Software is expensive.
Charging for IDEAS, though... THAT is where the real money is.
THL phish sticks
However the test used in the patent systems worldwide tends to be along the lines:
"to one skilled in the art".
i.e. if it's blindingly obvious to someone who does similar work all day long, professionally, every day, then it shouldn't actually be patentable at all.
However the test used in the patent systems worldwide tends to be along the lines: "to one skilled in the art".
It's the same in America. The difference is, the art isn't engineering, it's lawyering.
#fuckbeta #iamslashdot #dicemustdie
They could just implement their own system, like Ext4 or something, the problem being that Fat and NTFS are like the only things Windows can read and write. You can get some programs that let you do it, but they are not as seamless as something like fuse is in Linux mounting windows partitions. It is a problem created by Microsoft, which apparently they have earned 2 billion for.
That's only potentially true when the patents are disclosed. It's fashionable to not disclose what the specific patents argued to be infringed actually are (or the mechanics of how they're infringed) when trying to license a portfolio.

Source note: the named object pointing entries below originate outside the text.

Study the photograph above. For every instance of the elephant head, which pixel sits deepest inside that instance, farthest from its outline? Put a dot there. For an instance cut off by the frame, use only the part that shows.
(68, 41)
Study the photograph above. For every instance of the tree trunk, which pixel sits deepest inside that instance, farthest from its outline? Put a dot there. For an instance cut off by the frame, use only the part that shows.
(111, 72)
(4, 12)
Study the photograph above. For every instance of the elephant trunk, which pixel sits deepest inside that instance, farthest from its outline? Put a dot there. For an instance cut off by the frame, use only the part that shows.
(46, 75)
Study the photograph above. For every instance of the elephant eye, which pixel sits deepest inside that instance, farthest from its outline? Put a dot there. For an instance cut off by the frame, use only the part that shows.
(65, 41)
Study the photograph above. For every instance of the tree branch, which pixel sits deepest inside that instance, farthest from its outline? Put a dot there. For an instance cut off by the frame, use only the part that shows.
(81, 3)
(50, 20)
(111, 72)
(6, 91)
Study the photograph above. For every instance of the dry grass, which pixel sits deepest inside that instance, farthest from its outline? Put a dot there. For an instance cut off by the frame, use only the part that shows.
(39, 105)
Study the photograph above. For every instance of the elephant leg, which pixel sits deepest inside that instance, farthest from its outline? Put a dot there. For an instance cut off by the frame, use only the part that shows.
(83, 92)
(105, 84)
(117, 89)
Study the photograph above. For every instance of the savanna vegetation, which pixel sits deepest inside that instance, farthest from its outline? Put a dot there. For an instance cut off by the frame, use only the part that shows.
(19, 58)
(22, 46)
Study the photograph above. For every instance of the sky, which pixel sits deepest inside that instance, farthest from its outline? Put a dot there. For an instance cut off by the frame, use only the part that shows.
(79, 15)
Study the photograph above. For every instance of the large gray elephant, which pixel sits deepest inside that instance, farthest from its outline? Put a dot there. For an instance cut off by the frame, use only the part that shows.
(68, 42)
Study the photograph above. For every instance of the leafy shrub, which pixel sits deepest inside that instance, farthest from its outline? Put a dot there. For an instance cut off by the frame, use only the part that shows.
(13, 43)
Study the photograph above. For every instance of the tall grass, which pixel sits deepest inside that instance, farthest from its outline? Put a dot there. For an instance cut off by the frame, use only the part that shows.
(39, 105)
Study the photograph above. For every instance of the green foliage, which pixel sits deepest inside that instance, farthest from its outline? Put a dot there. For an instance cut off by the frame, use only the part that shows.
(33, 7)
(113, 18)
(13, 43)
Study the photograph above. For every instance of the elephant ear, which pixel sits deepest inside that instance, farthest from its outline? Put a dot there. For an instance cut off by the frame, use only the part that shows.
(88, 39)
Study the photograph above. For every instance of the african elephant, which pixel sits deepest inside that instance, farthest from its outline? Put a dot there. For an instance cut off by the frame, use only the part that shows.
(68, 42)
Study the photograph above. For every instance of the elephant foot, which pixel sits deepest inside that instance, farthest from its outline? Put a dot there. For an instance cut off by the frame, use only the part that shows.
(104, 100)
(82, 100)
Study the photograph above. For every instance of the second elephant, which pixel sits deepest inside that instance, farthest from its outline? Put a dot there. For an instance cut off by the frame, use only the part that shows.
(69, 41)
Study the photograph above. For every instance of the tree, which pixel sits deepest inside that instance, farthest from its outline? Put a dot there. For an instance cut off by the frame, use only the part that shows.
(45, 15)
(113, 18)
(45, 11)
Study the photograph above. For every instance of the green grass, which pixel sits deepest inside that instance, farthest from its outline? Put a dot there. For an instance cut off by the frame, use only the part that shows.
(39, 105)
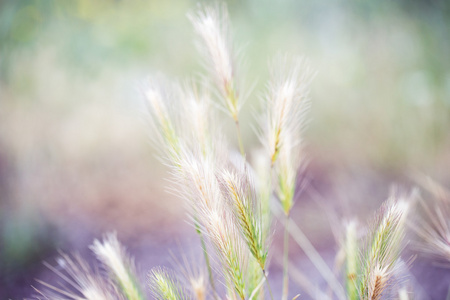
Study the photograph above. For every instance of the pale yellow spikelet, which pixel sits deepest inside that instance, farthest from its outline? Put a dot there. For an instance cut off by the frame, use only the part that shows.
(212, 25)
(80, 282)
(378, 281)
(245, 206)
(113, 255)
(229, 248)
(434, 226)
(384, 247)
(164, 286)
(287, 105)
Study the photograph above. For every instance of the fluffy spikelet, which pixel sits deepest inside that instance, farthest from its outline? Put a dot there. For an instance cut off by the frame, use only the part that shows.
(212, 25)
(287, 104)
(209, 207)
(242, 198)
(229, 248)
(111, 253)
(82, 283)
(378, 282)
(264, 190)
(164, 287)
(385, 245)
(434, 227)
(286, 107)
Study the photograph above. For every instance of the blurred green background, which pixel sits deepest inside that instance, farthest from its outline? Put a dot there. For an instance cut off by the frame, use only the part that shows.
(75, 158)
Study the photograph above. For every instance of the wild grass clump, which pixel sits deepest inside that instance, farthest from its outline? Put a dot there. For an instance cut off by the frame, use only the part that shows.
(232, 201)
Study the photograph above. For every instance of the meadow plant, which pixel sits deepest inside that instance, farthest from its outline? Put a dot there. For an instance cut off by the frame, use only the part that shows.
(232, 201)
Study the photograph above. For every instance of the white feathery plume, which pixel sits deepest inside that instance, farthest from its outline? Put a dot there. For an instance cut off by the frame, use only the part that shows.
(212, 25)
(113, 255)
(385, 245)
(81, 282)
(164, 286)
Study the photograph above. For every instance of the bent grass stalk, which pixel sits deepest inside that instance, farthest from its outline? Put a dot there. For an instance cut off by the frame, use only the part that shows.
(226, 211)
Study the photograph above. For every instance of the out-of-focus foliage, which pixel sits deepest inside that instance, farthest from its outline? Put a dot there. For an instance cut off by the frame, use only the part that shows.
(72, 142)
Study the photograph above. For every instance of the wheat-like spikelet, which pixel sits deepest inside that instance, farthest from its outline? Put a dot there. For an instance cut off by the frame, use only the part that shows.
(264, 190)
(242, 198)
(212, 25)
(208, 205)
(377, 282)
(434, 227)
(287, 104)
(113, 255)
(81, 283)
(384, 247)
(164, 286)
(228, 244)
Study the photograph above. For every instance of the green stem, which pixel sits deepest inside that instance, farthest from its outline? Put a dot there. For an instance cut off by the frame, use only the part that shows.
(268, 284)
(208, 264)
(286, 260)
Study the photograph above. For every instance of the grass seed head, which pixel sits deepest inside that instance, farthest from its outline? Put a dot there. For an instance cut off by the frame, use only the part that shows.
(113, 255)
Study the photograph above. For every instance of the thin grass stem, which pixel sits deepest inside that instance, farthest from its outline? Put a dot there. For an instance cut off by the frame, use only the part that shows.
(324, 270)
(286, 260)
(207, 261)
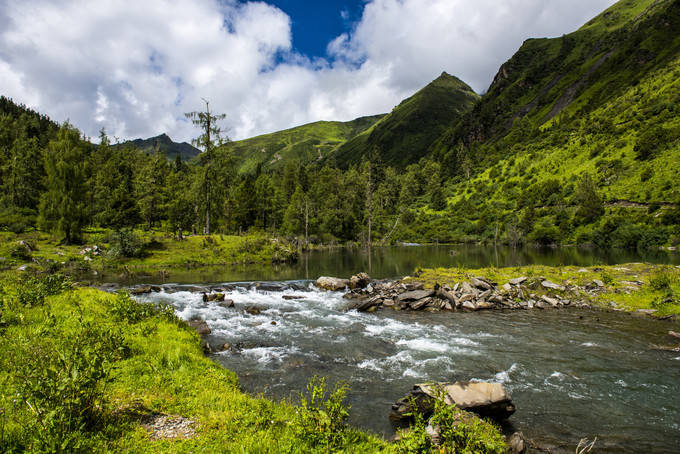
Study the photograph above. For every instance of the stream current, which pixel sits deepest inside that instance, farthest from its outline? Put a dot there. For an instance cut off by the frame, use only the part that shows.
(572, 373)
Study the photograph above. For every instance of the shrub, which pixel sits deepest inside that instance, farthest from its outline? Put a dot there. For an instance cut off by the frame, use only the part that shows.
(32, 291)
(125, 243)
(58, 375)
(321, 417)
(125, 309)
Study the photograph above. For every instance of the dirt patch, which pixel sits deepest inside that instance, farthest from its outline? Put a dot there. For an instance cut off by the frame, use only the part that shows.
(166, 427)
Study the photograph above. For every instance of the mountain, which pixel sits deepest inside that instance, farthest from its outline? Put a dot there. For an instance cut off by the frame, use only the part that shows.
(592, 115)
(165, 144)
(306, 143)
(406, 134)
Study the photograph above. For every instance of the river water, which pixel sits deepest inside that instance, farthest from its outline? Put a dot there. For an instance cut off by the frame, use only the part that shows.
(571, 373)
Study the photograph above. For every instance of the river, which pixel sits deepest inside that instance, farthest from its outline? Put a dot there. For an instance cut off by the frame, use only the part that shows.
(572, 373)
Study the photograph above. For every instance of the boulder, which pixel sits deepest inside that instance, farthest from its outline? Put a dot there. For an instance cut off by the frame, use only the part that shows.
(227, 303)
(415, 295)
(253, 310)
(200, 326)
(516, 443)
(490, 400)
(551, 285)
(140, 290)
(332, 283)
(480, 283)
(518, 280)
(360, 280)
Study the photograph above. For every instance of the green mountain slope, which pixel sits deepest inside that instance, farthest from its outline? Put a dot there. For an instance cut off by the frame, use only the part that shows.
(603, 101)
(405, 135)
(306, 143)
(165, 144)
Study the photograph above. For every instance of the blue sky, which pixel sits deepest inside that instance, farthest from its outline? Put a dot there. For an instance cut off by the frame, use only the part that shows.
(316, 23)
(135, 67)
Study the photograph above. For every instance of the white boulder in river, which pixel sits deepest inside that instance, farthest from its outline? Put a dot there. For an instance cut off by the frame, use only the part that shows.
(490, 400)
(332, 283)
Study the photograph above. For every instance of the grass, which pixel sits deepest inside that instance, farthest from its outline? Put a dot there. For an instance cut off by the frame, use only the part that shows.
(160, 251)
(631, 286)
(83, 370)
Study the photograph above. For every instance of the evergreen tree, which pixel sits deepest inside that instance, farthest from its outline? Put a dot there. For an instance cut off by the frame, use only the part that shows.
(63, 208)
(208, 140)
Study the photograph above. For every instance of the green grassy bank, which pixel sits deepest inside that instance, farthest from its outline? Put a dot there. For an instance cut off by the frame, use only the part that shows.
(139, 251)
(82, 370)
(629, 287)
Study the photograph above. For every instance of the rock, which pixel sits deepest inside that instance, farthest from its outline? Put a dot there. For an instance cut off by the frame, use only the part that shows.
(419, 304)
(140, 290)
(360, 280)
(332, 283)
(465, 287)
(552, 301)
(481, 284)
(366, 306)
(253, 310)
(490, 400)
(414, 286)
(415, 295)
(200, 326)
(466, 297)
(518, 280)
(469, 305)
(227, 303)
(552, 285)
(516, 443)
(484, 305)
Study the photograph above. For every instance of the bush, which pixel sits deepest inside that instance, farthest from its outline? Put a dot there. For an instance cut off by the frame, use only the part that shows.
(58, 376)
(321, 417)
(32, 291)
(125, 243)
(127, 310)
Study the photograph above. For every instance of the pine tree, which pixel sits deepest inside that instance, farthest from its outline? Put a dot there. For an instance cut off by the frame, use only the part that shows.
(208, 140)
(63, 208)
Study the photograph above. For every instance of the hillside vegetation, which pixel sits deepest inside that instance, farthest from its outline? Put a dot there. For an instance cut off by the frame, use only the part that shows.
(405, 135)
(305, 144)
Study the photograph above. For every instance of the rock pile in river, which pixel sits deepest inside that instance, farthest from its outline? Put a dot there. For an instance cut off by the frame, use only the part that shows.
(476, 294)
(489, 400)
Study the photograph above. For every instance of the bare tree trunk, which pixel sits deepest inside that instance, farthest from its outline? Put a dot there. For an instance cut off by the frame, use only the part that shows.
(306, 224)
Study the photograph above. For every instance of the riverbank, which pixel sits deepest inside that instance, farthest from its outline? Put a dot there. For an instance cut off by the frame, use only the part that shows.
(82, 370)
(146, 252)
(644, 289)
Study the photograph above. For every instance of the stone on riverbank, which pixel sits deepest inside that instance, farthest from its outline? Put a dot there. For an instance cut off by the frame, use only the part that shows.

Can't work around a patent when you don't know what it is.
Microsoft isn't patent trolling here. They would be patent trolling if they were simply holding onto broadly defined patents to use them offensively. The patents in question, which I believe relate to data storage and file systems, have been used by Microsoft for a very long time and have been challenged unsuccessfully before. Microsoft's own engineers did the work, not Google's. Google and various Android manufacturers are free to not implement them.
Xbox is still there only because M$ has deep pockets. The original Xbox lost billions, the 360 lost a couple more billions in its first two years on the market and then never made a steady profit, they can also hide the development expenses for the Xbox in their R&D division, not to mention the expenses for the development of the Xbox OS. The Xbox would not be a viable platform for anyone else, but M$. That's a fact.
> software is math
Games are art, and are software.
Most games are 95% art, 5% math, and 100% software.
Math CAN be done as software, but so can art and many other non-math things. Some software is math. A LOT of software has little to do with math.
> math isn't supposed to be patentable.
That's a common misconception, started and encouraged by people with a particular agenda. The rule in the US is:
The LAWS of nature, including mathematics, are not patentable.
Note that it's the basic laws that aren't patentable. Things that USE those laws are.
Gravity isn't patentable. An elevator is.
Momentum isn't patentable. A brake system is.
Division isn't patentable. eBay's feedback system is.
Light reflection isn't patentable. The way Blender simulates reflection is, if it's novel.
Technically it's only the implementation of an idea that is supposed to be patentable. With physical patents if you can accomplish the same thing by other means then it's fair game.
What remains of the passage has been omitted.